CONTOH-CONTOH LENGKAP:
-
أَلْحَمْدُ لِلَّهِ رَبِّ الْعَالَمِينَ (Al-Fatihah: 2)
Latinnya: Alhamdu lillahi rabbil 'alamin
(Pada kata 'Alhamdu', hamzah wasal tidak dibaca jika dihubungkan dengan kata sebelumnya) -
إِنَّمَا أَشْكُو بَثِّي وَحُزْنِي إِلَى اللَّهِ (Yusuf: 86)
Latinnya: Innamā ashku baththi wa huzni ilā Allāh
(Pada kata 'Ilā', hamzah wasal dibaca jika dibaca terpisah) -
اقْرَأْ بِاسْمِ رَبِّكَ الَّذِي خَلَقَ (Al-Alaq: 1)

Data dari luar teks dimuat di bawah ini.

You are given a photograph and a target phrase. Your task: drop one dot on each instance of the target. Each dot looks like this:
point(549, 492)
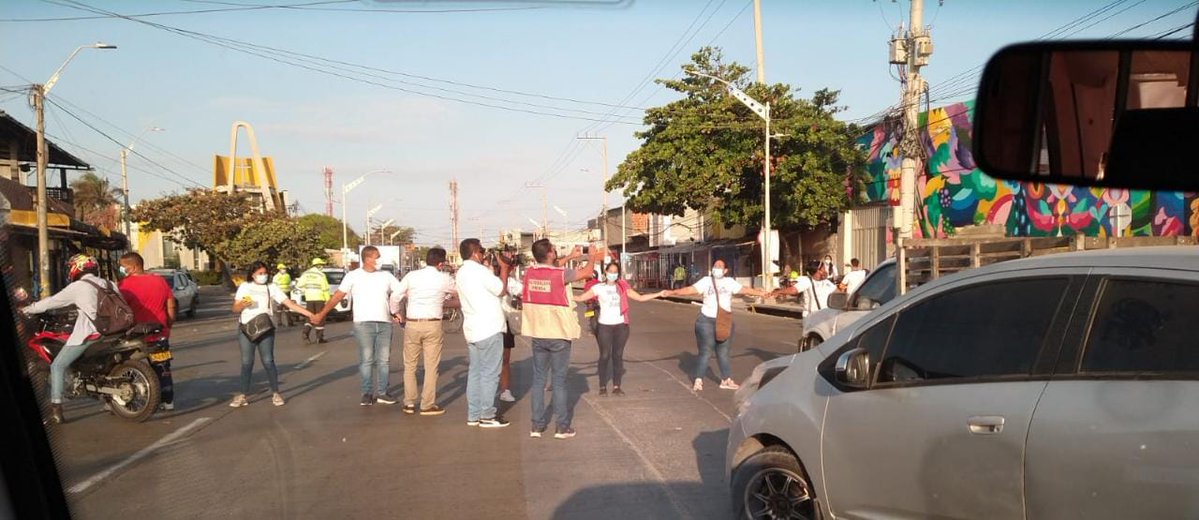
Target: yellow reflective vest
point(314, 285)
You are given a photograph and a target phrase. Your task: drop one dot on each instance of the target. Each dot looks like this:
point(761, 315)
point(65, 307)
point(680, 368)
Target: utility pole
point(453, 217)
point(761, 53)
point(329, 192)
point(910, 49)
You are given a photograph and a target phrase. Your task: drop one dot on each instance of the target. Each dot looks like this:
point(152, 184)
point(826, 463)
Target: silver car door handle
point(986, 424)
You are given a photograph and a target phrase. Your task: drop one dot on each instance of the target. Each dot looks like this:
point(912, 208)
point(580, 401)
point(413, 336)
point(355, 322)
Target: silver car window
point(981, 331)
point(1143, 326)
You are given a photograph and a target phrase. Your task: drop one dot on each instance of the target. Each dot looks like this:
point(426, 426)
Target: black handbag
point(258, 327)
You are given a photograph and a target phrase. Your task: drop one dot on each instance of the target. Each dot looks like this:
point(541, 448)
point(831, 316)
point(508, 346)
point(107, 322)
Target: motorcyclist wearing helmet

Latinnya: Iqra' bismi rabbika allathee khalaq
(Kata 'Allathee', hamzah wasal tidak dibaca jika dihubungkan) -
وَإِلَى اللَّهِ تَصِيرُ الْأُمُورُ (Al-Hadid: 22)
Latinnya: Wa ilā Allāhi tashīru al-umūr
(Kata 'Ilā', dibaca terpisah) -
أَن تَسْتَغْفِرَ لَهُمْ (Al-Baqarah: 10)
Latinnya: An tastaġfir lahum
(Hamzah wasal pada 'An' tidak dibaca ketika dihubungkan)
Dengan memahami hukum dan cara membaca Hamzah Wasal, diharapkan pembaca dapat melafalkan ayat-ayat Al-Qur'an dengan benar dan sesuai kaidah yang telah ditetapkan.